US 12,007,979 B2
Systems and methods for data consistency and alignment in data analytics platforms
Jozsef Szalay, Austin, TX (US); and Sergei Kozyrenko, Austin, TX (US)
Assigned to CS DISCO, INC., Austin, TX (US)
Filed by CS Disco, Inc., Austin, TX (US)
Filed on Jun. 15, 2022, as Appl. No. 17/841,508.
Prior Publication US 2023/0409557 A1, Dec. 21, 2023
Int. Cl.

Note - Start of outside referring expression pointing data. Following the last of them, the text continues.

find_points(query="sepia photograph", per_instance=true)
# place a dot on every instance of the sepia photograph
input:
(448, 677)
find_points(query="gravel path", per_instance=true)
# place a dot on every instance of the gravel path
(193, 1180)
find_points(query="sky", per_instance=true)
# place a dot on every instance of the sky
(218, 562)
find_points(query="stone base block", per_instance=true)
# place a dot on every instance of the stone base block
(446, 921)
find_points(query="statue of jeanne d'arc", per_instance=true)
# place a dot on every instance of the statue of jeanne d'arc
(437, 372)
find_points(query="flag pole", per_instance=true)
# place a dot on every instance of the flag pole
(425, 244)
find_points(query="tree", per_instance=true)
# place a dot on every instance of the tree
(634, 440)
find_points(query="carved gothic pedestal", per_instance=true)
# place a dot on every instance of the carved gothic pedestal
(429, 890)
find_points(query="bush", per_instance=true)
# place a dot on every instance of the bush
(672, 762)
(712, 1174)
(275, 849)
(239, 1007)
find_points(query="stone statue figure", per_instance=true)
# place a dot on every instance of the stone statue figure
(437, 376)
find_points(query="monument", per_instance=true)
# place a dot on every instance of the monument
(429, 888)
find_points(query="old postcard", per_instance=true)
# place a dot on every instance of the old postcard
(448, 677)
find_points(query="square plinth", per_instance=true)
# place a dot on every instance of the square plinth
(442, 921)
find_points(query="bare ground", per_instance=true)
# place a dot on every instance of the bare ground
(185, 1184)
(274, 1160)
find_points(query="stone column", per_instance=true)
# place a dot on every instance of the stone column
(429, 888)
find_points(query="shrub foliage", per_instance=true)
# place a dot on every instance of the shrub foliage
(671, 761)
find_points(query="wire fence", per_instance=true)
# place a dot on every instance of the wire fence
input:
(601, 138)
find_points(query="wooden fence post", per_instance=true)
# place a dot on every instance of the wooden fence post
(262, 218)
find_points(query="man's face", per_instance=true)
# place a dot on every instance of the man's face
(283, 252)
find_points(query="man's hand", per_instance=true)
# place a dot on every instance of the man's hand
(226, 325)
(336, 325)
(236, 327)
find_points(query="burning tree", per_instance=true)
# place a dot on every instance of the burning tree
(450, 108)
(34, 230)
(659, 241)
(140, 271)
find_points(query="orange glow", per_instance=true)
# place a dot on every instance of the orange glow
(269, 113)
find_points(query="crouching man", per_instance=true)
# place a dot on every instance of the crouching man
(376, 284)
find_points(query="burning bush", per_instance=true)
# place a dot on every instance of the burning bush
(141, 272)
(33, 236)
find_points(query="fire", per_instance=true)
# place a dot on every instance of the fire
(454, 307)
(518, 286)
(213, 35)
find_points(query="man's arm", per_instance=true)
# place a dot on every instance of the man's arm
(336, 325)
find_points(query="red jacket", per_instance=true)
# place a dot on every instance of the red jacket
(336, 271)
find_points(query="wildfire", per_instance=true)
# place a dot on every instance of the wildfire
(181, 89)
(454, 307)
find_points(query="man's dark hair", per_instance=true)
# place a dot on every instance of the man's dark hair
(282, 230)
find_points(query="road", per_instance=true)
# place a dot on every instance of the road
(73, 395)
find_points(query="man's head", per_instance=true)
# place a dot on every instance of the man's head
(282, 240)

G06F 16/23 (2019.01)
CPC G06F 16/2365 (2019.01) 18 Claims
OG exemplary drawing
 
1. A data analytics system, comprising:
a processor;
a data store, comprising:
a plurality of dataset definitions, each dataset definition including a consistency time window and a data resolution, wherein the consistency time window defines a first time interval at which data for a corresponding dataset is received from a corresponding data source associated with the dataset and the data resolution defines a second time interval between one or more data records included in the data received from the data source at the first time interval, and wherein each of the data records includes a value;
a plurality of datasets, each dataset corresponding to one of the plurality of dataset definition; and
a non-transitory computer readable medium comprising instructions for:
for each dataset:
receiving data from the data source corresponding to the dataset at the first time interval, the data comprising one or more data records at the second time interval;
storing the one or more received data records in the received data in change sets of the dataset, the change sets associated with a beginning time and an end time;
receiving a query comprising a query time, the query associated with the plurality of datasets;
evaluating, by a query processor software module, all of the plurality of datasets to determine a reference time for the plurality of datasets based on the query time, the consistency time window of each dataset, and the data resolution of each dataset, wherein the reference time is a time that is closest in time to the query time of the query where the values for the plurality of datasets are time aligned;
determining, by a query processor software module, the value of each dataset at the reference time from the data record of that dataset associated with the reference time; and
returning the value of each dataset at the reference time and the reference time in response to the query.